Yes, I’m outraged at Paul’s video. Yes, I found the news of Paul’s reprimands cathartic. But this isn’t just about Paul.
This is about the human whose body was so flagrantly disrespected, and it’s about the 15.7 million Logan Paul channel subscribers who saw that video — many of whom I’d guess are kids or young adults — who may not even realize the effect a scene like that has on them. It’s about the stigma surrounding mental illness and a conversation on how that leads to self harm. This conversation is too important to be over.
Let’s get a professional opinion
So All the Moms decided to speak to a child psychologist on the matter. We asked Dr. Abigail Gewirtz, Lindahl Leadership professor at the University of Minnesota’s Department of Family Social Science, to discern the possible impacts of disturbing content like this on children’s mental well-being. Plus, what parents can and should do after their kids view it, since it’s been a recurring issue lately.
What a child psychologist thinks of disturbing content like this…
Dr. Gewirtz listed several problems:
- Nightmares, depending on the child’s age
- Warped sense of what suicide is
- Misconception about suicide’s finality
“I worry about kids that don’t realize what suicide is and how final it is,” she said. “I worry about kids who are already depressed watching the content.”
Is society glorifying suicide?
Dr. Gewirtz, who was unable to see the video before it was taken down, said she thinks the primary issue with it, based off of what she heard, is the disrespect that Paul displayed by joking in the presence of a suicide victim.
But she couldn’t help but connect it to a larger recurring theme she sees in society: the glorification of suicide.
Dr. Gewirtz said she’s concerned shows and books like “13 Reasons Why” could be seriously distorting how children view mortality, depression and other mental illnesses and one’s power over another’s choices.
“We know (suicide) and depression peak in adolescence,” she said, “and suicide is deemed, unfortunately, a solution more recently.”

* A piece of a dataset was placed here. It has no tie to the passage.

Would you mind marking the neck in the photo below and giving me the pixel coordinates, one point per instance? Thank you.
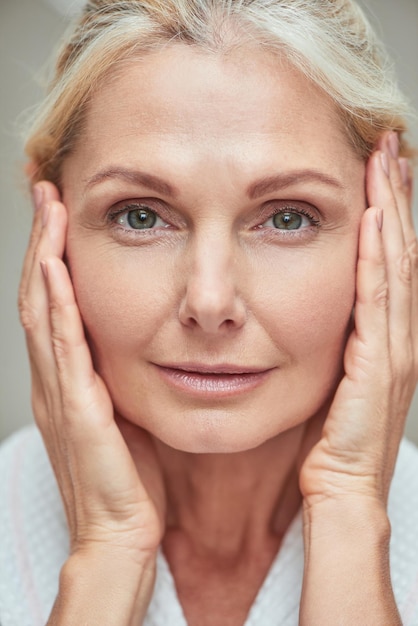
(232, 504)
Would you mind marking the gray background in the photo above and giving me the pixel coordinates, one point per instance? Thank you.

It must be emphasized, she said, that “suicide is the product of a terrible illness: depression.” It is dangerous to plant the idea in children’s minds that suicide makes a powerful statement or changes the way people view you or that suicide can be the ultimate revenge.
“In child development, we know there are young children who don’t understand the irreversibility of death,” she said, “so it’s really not until you’re 9 or 10 years old that you begin to understand that when people die, they’re never coming back.”

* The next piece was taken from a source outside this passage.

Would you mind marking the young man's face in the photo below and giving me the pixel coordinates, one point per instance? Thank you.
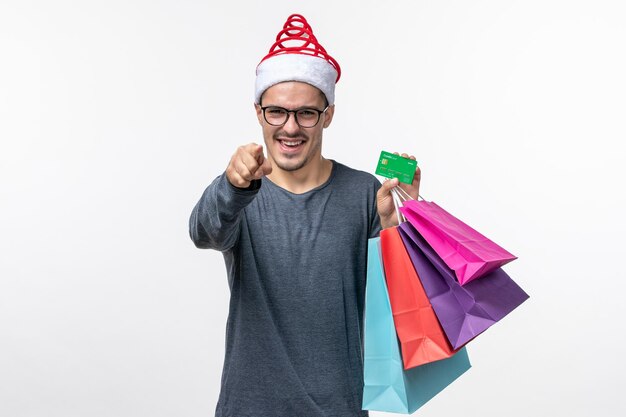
(291, 147)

- 13 things teens should know before watching ’13 Reasons Why’
- 9 tips for talking to your teen about Season 2 of ’13 Reasons Why’
What to do if you think your child has experienced trauma?
ask if your child has questions
“Sometimes… we project our own stuff,” Dr. Gewirtz said. Before you assume your kid is traumatized, or perhaps not affected at all, try to find out how he or she is feeling. Gather information by determining what your kid knows, doesn’t know, wants to know, should or shouldn’t know, etc. Watch or view whatever visual your child might be having issues with.
Help your child feel safe
However your child feels most safe, help them get back to that place. Let them know they are loved and protected. Let them know that suicide is a terribly sad thing and that it is not a normal occurrence.
If necessary, explain the issue at an age-appropriate level
If your child asks about suicide, Dr. Gewirtz said explain it in an appropriate way. For someone younger than 8, it might be something like, “Suicide is a very sad thing that does not happen all the time. It happens when people have an illness.”
As a child ages, the conversation can become more nuanced. Be sure to explain that there are always other options, that no one should ever feel like they are alone and that if a friend seems depressed and in danger of self harm, to say something.
Do you know what your kids are watching?
The accessibility of the Internet often blocks parents’ ability to know what kids are watching. Yes, there are parental controls, but certain inappropriate content will inevitably slip through.
This is the issue parents and tech giants like YouTube will need to start focusing efforts on. Hopefully sooner than later.